PPWSA'S TRANSFORMATION IN THREE STEPS
I. RESTRUCTURING MANAGEMENT
PPWSA's transformation began with the strategic marshalling of human resources. From 1993 to 1994, we reshuffled our basic management structure to install the most active and dynamic managers while recruiting and promoting talented younger staff. Tenured staff members who were ineffectual were moved to positions of decreased influence and responsibility. Promotion was now made by collective decision and strictly based on work quality.
Mr. Ros Kim Leang, Director of Finance, graduated in 1991 with a bachelor's degree in economics. After his graduation, he was working at PPWSA as an accounting staff. During this period, very few Cambodians had a degree in economics; Mr. Leang was the only staff member at PPWSA to hold such a degree, but he was still working as basic staff.
"One story I'll never forget," tells Mr. Leang, "is that three months after Ek Sonn Chan was appointed GD, he gathered all the young staff with university degrees to have a meeting in his room. He asked each staff for their job description and duties within PPWSA, and then he and we committed together—at that meeting—to transforming the quality of service at PPWSA for the common benefit of all employees."
"Due to these changes," Mr. Leang continues, "in 1994 I was appointed as vice-chief of the accounting office and then chief of accounting. Then in 1997, after PPWSA was given autonomy, I was appointed Director of Finance—a position I hold to this day."

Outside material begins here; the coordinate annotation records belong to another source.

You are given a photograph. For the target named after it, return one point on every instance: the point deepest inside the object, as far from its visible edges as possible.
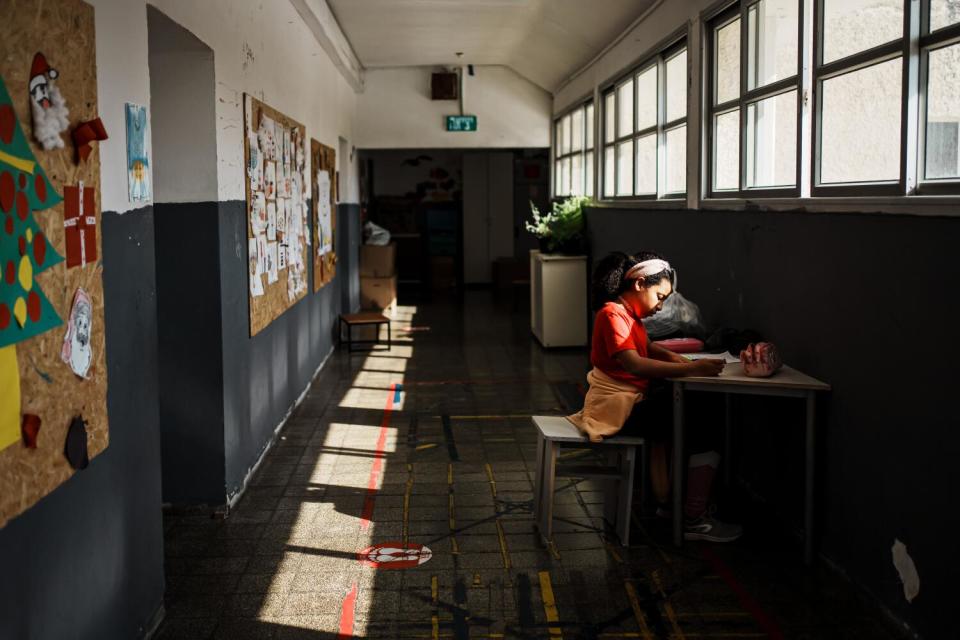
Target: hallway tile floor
(431, 444)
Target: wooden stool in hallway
(364, 319)
(555, 433)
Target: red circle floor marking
(395, 555)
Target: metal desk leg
(549, 486)
(538, 481)
(808, 498)
(678, 466)
(727, 438)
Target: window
(573, 152)
(859, 53)
(940, 98)
(754, 100)
(645, 129)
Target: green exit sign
(461, 123)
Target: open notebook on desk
(726, 356)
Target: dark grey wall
(851, 299)
(264, 375)
(87, 560)
(349, 239)
(190, 338)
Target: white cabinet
(558, 299)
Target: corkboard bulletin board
(276, 298)
(63, 30)
(323, 158)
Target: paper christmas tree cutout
(25, 250)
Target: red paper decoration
(80, 223)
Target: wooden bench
(362, 319)
(555, 433)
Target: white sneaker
(706, 527)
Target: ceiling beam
(323, 24)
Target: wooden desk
(366, 318)
(787, 382)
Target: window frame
(658, 56)
(746, 97)
(931, 41)
(878, 54)
(558, 157)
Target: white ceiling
(542, 40)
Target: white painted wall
(182, 113)
(265, 49)
(261, 48)
(121, 27)
(395, 111)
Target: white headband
(647, 268)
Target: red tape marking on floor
(378, 456)
(746, 600)
(346, 614)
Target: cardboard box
(378, 293)
(378, 261)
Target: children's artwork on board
(255, 165)
(283, 205)
(80, 225)
(76, 350)
(272, 263)
(258, 214)
(138, 153)
(268, 138)
(256, 282)
(270, 180)
(272, 221)
(50, 114)
(325, 219)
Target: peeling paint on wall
(907, 570)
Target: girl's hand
(706, 367)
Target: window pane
(860, 125)
(772, 141)
(943, 114)
(727, 55)
(609, 114)
(625, 168)
(850, 26)
(588, 175)
(576, 130)
(647, 98)
(675, 179)
(944, 13)
(608, 172)
(576, 175)
(726, 151)
(647, 164)
(772, 52)
(589, 125)
(625, 109)
(677, 86)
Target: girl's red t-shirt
(614, 330)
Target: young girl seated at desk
(626, 389)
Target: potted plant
(560, 230)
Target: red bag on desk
(760, 360)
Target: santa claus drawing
(49, 108)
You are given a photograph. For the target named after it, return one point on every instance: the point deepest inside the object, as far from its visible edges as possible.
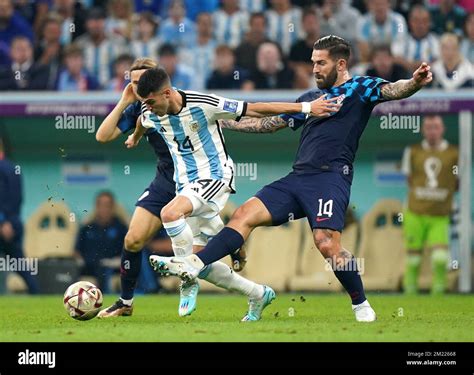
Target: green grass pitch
(291, 317)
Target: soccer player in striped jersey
(146, 219)
(204, 172)
(319, 186)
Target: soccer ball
(82, 300)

Mr. Khut Vuthiarith, Director of the Production and Distribution Department, echoes the sentiment of his colleagues: "I graduated as an engineer in 1993 and found a job at the Battambang province water authority. In 1994, I was transferred to work for PPWSA. Here, I found a new environment, a new leadership model. I think that only at PPWSA, a young engineer like me could have had the chance to be recognized and promoted in a very fair manner."
In addition to empowering young, dynamic staff with greater opportunities for advancement, the management restructuring of 1993 - 1994 also equipped staff with a new mission before sending them to the frontlines: Assuring the provision of clean water at an affordable price to everyone in Phnom Penh, and a new vision of becoming the reference company for the region.
II. CREATING A "CULTURE OF CHANGE"
Like the Three Muskateers, PPWSA's informal motto is "One for All and All for One." Integral to creating a "culture of change" was fostering a spirit of teamwork through: 1) Spearheading socially responsible programs such as "Clean Water for All" and the "Water for the Poor" program; 2) Our staff-care program; 3) Establishing a social fund.
Smart teambuilding, fair salaries, and highly effective incentive programs have allowed us to get the best from our employees. Like a heart with many chambers, each of our five departments pumps talent and expertise toward the good of the whole: a pure, life-sustaining water supply for all of Phnom Penh.
"Here in PPWSA we work as a family," says Ros Kim Leang, Director of Finance. "I'm taking part in the setup of all regulations and rules at PPWSA. I remember an ADB project in 2002 to lay a transmissions pipe along Monivong Boulevard that had to be completed before schedule. All our technical managers and staff, as well as our GD, worked together day and night for two months to complete the project at a very critical stage. Me, acting as accounting and finance manager, I also worked with them during the nighttime to support them through team building. And finally, we succeeded."
With the aforementioned changes to our management structure, our managers not only had to be knowledgeable, but needed to serve as models and mentors for their subordinates. At PPWSA, we make decisions collectively, but the individual is responsible for their actions. For example, procurement is held accountable for the choices they make in buying pipeline materials. If an individual in procurement buys a lower-quality pipe that is prone to leakage, then that staff member is personally responsible for the NRW created by his/her purchasing decisions.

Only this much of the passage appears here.